Radical of ideals in local one dimensional rings

Question

Let $R$ be a local one dimensional ring. I want to show that for all $ a,b\in R$, $\sqrt{Ra+Rb}$ is equal to $\sqrt{Ry}$ for some $y\in Ra+Rb$ or is equal to $R$.

Answer 1

Suppose $R$ is noetherian. Let $I$ be a radical ideal of $R$, we want to show that there exists $y\in R$ such that $I=\sqrt{yR}$.

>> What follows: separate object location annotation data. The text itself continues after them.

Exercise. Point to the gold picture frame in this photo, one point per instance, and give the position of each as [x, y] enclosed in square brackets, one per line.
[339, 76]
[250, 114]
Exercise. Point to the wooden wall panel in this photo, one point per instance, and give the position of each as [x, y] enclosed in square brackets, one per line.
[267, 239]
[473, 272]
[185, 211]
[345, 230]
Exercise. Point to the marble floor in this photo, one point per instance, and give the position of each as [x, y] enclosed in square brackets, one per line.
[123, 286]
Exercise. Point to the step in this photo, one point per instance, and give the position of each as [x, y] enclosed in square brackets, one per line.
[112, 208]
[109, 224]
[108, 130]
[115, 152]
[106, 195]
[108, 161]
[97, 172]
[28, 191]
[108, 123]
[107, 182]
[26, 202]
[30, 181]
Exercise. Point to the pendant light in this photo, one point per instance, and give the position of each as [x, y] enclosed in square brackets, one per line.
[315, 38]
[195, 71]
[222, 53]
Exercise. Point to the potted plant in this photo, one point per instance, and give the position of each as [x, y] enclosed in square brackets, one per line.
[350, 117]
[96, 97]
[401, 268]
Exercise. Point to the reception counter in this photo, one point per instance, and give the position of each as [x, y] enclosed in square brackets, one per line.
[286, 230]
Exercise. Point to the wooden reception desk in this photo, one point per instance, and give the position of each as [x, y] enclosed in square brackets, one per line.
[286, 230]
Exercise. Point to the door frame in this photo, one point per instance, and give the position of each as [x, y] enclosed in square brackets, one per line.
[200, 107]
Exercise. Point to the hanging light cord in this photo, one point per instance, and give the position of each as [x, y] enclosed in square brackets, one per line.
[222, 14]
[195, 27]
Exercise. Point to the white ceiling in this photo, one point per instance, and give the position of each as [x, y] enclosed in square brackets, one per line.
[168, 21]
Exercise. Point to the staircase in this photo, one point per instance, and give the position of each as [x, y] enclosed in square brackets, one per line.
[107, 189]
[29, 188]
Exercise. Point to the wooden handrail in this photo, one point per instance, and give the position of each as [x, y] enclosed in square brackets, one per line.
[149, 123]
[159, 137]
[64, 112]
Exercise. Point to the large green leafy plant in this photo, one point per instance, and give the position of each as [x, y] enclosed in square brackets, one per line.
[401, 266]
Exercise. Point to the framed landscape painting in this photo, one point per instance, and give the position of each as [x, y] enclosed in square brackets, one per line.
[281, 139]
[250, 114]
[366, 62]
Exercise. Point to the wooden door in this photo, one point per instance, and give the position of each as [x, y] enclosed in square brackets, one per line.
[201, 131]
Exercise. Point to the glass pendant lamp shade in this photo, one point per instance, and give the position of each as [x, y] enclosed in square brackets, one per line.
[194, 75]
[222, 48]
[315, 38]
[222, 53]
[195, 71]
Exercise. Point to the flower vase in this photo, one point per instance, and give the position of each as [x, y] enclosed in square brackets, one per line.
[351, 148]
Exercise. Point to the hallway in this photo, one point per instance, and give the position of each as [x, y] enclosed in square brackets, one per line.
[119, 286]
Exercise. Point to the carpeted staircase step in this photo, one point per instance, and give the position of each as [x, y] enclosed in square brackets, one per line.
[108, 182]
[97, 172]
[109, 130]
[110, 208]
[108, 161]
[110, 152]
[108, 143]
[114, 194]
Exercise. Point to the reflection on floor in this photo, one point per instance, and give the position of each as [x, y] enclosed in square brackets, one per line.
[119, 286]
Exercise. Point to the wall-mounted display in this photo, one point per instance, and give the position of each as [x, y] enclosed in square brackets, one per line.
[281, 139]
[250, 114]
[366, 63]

If $I=R$, take $y=1$. So we can suppose $I\ne R$. Let $p_1, \dots, p_n$ be the (pairwise distinct) minimal prime ideals of $R$ (here we use the hypothesis $R$ is noetherian). As $\dim R=1$, the only prime ideals of $R$ are the $p_i$'s and the maximal ideal $m$ of $R$.

Suppose $I=m$. Let $y\in I \setminus (\cup_i p_i)$. Then the only prime ideal of $R$ containing $y$ is $m$, so $\sqrt{yR}=m$ by Krull's intersection theorem.

Suppose $I\subsetneq m$. For each $p_i$, there exists $y_i\in p_i\setminus (\cup_{j\ne i} p_j)$ (if $n=1$, take $y_1=0$). Similarly to the above case, we have $p_i=\sqrt{y_iR}$. We finally get $$ I =\bigcap_{p_i\supseteq I} p_i=\sqrt{\prod_{p_i\supseteq I} p_i}=\sqrt{(\prod_{p_i\supseteq I} y_i)R}.$$ So we can take $y$ equal to the product of the $y_i$ for the $i$ such that $p_i\supseteq I$.